Jan looked at the trail of vomit on the floor that ended at the comatose body of her husband, Will, lying on the floor. He had tripped and fallen on the way to the bathroom and puked hard, long, then lay face down in it, and passed out. This is the night of their fourth anniversary and Jan couldn’t see another year going by and enduring this. When things were good they were very good, but when things were bad they were worse than bad. Will had begun the disintegration publically tonight, and hadn’t made it home before slipping into a lizard minded quest for more alcohol. This was the first time he had really humiliated her in public, in the way that mattered, even if most people already knew the truth about him, and even if she refused to.
The television was a nice one, and Jan wondered if looking around a house and seeing nice things was worth it, really, but Will’s parents had left him with money, and he never spent it on anything but booze and her. He didn’t hunt or fish, he didn’t immerse himself in sports, and Will never raised his hand or his voice to her. She idly flipped through the channels and wondered how there could be thousands of programs and none worth watching. Her father had told her stories about there being two or three channels when he was a kid, and he saw cable arrive with thirteen channels, and who could imagine there being more than thirteen? Jan knew she was trying to find a way to forget her husband was passed out on the floor again, this time in his own puke, the stitches torn out and his body bleeding from diving into a patch of yucca plants to win a bet for a half gallon of cheap whiskey. The video of the event had gotten over one hundred thousand views on the internet and the comments were brutal; “moron”, “stupid”, and “Darwin Award nominee of the year”.

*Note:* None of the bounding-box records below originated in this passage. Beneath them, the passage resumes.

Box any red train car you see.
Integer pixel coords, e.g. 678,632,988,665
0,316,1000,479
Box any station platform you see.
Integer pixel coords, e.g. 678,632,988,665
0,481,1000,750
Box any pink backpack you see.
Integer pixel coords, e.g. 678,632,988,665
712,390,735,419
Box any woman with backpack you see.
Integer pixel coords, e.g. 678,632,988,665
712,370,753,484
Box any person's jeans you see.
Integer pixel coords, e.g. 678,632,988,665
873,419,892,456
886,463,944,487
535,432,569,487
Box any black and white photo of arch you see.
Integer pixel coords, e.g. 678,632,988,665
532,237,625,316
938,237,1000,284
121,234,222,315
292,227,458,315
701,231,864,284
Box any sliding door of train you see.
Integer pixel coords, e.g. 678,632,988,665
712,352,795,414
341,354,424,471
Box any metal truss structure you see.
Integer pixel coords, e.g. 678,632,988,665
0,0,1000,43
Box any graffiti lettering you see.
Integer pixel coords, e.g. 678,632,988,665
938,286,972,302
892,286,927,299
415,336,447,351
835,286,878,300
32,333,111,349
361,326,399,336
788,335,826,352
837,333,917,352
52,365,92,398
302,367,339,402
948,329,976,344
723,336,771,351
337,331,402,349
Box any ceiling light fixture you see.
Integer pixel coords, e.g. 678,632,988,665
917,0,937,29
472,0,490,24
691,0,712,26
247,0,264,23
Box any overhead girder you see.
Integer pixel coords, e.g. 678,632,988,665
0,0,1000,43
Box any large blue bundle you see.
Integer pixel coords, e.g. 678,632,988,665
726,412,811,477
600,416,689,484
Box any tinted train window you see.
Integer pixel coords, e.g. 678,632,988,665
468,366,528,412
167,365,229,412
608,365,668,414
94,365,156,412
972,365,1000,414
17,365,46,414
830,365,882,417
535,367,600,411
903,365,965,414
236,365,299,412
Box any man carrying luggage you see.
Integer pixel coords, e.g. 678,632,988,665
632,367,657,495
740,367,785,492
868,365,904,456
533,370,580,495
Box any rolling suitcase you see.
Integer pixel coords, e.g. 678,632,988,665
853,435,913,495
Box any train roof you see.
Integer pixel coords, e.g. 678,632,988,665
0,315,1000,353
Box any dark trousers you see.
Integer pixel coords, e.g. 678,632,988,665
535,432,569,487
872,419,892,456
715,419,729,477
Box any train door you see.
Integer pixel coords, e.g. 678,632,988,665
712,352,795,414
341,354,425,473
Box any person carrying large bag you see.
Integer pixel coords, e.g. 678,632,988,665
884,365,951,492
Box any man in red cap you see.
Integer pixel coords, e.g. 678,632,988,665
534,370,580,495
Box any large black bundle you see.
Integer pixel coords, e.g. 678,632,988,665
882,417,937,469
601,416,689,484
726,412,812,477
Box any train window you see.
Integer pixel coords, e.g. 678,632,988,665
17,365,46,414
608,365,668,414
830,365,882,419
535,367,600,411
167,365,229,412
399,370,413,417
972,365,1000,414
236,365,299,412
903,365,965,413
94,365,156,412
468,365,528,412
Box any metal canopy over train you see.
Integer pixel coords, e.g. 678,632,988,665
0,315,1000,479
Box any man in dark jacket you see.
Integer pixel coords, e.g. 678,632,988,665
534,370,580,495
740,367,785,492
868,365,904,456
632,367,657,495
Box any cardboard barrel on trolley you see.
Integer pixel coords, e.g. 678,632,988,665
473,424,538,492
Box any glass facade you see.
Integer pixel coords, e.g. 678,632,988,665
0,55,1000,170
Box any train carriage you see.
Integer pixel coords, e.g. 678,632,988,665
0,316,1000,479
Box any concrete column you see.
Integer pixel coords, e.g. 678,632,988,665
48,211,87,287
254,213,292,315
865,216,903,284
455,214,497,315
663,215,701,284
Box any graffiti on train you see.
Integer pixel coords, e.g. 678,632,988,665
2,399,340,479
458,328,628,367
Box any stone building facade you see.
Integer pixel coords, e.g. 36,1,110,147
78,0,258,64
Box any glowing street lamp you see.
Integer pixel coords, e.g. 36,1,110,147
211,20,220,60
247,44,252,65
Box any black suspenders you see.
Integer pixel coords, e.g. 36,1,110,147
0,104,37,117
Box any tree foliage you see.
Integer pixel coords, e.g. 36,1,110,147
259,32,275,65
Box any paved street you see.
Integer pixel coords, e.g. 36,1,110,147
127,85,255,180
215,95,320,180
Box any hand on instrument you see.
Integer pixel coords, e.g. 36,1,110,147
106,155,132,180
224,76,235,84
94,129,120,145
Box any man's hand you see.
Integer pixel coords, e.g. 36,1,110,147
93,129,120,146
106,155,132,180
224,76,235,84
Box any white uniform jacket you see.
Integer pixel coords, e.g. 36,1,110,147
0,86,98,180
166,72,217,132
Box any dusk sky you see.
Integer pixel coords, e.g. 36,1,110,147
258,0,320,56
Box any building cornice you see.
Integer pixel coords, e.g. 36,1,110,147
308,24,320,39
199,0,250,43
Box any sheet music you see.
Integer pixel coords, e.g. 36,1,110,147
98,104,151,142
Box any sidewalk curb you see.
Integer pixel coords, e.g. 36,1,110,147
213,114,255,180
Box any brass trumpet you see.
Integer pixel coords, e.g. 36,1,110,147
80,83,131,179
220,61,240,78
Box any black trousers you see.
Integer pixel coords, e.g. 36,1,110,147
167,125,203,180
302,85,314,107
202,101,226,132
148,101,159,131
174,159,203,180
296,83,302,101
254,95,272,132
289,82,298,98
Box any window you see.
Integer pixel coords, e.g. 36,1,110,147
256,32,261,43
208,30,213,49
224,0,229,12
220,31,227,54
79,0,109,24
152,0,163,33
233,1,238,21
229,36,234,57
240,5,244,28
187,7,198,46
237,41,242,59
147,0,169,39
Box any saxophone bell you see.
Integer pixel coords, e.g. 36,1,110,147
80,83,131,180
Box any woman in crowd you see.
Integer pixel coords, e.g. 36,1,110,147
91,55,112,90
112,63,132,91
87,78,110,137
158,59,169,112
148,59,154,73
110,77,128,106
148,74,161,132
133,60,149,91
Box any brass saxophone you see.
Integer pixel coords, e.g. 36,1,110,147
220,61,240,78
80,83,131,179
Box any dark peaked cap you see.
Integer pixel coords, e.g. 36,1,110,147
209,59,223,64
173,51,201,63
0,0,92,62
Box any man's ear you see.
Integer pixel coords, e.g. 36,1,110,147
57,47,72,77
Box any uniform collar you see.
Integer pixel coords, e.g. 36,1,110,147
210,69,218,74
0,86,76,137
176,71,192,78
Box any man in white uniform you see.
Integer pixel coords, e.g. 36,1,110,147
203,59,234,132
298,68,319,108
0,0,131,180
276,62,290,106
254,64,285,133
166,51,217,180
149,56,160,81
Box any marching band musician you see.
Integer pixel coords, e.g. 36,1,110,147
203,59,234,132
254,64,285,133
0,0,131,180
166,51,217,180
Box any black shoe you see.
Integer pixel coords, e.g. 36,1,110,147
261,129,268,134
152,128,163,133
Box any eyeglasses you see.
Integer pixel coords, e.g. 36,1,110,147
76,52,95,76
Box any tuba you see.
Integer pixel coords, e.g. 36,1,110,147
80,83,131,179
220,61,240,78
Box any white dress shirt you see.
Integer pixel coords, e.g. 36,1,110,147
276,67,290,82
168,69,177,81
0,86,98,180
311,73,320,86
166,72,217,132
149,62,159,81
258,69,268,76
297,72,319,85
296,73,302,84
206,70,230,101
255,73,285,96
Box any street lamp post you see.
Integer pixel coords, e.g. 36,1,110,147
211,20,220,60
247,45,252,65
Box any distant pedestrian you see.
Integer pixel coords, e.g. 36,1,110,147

Jan stopped at the news and they were talking about a man in Russia who was killed and eaten by some creature no one had ever seen before. The video on that was grainy and unclear, and Jan wondered why, with all the cameras that were on earth now, when something truly amazing was supposed to be happening, the feed was always fuzzy. There was a time when Bigfoot and the Loch Ness Monster, and UFO’s could be believed in, but now… Mythical creatures, like the unicorn and the good marriage, were largely being dispelled. Jan could feel herself leaving now. She could see it in her mind, clearly, for the very first time. Until now it had been something to wish for or to wonder about, like someone sitting on top of a house during a flood. The water had now risen to a point she felt compelled, driven away, to leave.
There was a program on where two well-dressed people, a man and a woman were trying to sell vacuum cleaner to an enthusiastic audience. With the demonstration of each attachment the crowd cheered wildly and Jan smiled at this. Wasn’t this how life was lived, that people praised their kids for anything they did, expected to be supported by the people around them, and in the end was sold whatever was being offered? She realized the poison in her own cynicism and she hated Will for making her this way. She got up and went over to where he lay face down in his own puke. It was beginning to smell, and she would smell that smell for the rest of her life, she knew, because it smelled faintly of fried fish, which Will had eaten too much off, and they had paid too much for, at a restaurant that served too much alcohol to him, and they knew it. Jan kicked Will in the face, violently, viciously, hard, once, twice, three times, and then she stomped her foot hard down on his left hand. Her breath came in ragged gulps now, and she realized in horror what she had done, and was terrified at the pleasure she was feeling from it. She backed away from Will’s body as he moaned, his legs moved him forward a few inches across the floor, lubricated by the vomit, and he turned over, and from his mouth blood and vomit issued in a thin geyser. He rolled over again and make snorting sounds out of his mouth.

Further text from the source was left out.